[Date Prev][Date Next][Thread Prev][Thread Next][Date Index][Thread Index]

Re: [syndication] Scraper code?



> The client can only react to what it's being told be the server.  If the
> filename extension isn't consistent (and many are NOT) then how is your
client
> going to 'detect' what to do with the URL?  It'd have to use content
type info
> or even content negotiation.   This DOES work but as I've posited, many
servers
> are NOT currently doing this correctly AND won't be able to do so.  Not
from a
> technical standpoint as much as from a procedure/policy issue.  Folks
are often
> faced with serving up RSS from servers that won't let them change the
content
> type.

Manipulating metadata in Web servers is a big problem, yes.
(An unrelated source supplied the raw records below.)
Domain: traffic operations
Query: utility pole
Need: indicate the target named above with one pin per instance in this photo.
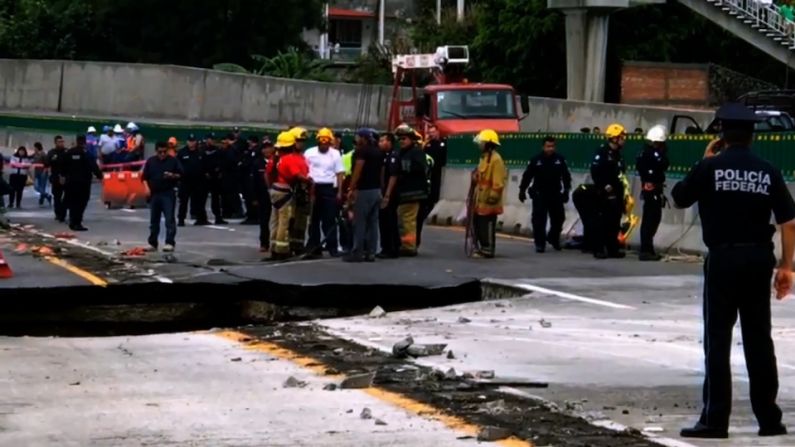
(381, 22)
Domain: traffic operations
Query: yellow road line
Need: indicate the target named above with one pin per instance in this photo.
(88, 276)
(395, 399)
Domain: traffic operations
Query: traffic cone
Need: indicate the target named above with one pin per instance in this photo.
(5, 269)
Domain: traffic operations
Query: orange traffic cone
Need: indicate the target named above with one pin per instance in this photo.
(5, 269)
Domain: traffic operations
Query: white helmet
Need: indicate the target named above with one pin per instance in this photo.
(657, 134)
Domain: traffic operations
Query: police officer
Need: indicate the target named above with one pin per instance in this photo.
(551, 183)
(607, 168)
(651, 165)
(737, 192)
(56, 158)
(192, 187)
(213, 163)
(78, 168)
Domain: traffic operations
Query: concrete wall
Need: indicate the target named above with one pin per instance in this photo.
(182, 93)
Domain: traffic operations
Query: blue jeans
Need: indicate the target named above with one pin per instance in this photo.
(162, 203)
(40, 185)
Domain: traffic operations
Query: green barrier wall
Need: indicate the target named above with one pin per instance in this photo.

However, most
*do* allow setting content-types and other headers if there's even a
minimal amount of administrative access (cacheability headers are also an
area that suffer because of this). Worst case scenario, a CGI or other
server-side script can be used to set the Content-Type...

Another approach is to use the 'type' attribute on links to determine the
type of the target. I realize that it was intended as a hint, and
therefore the actual Content-Type should take precedence, but IMHO it's a
useful thing precisely because of the usability/policy problems with HTTP
headers.


> Yes, content type would help a lot and everything out there should be
making
> steps to be sure their RSS output is being sent as
'application/rss+xml'.  Now
> bear in mind that the RDF WG would prefer using 'application/rdf+xml'.
That's
> fine but for documents clearly intended to be RSS I'd suggest using the
former.
> Small steps here folks.

Agreed. IMHO 'application/rdf+xml' is no better than 'application/xml';
you'll still need some mechanism to look at the namespaces in the doc to
figure out where you should dispatch it to (in this case, to an
aggregator) and having *two* dispatch mechanisms is just silly.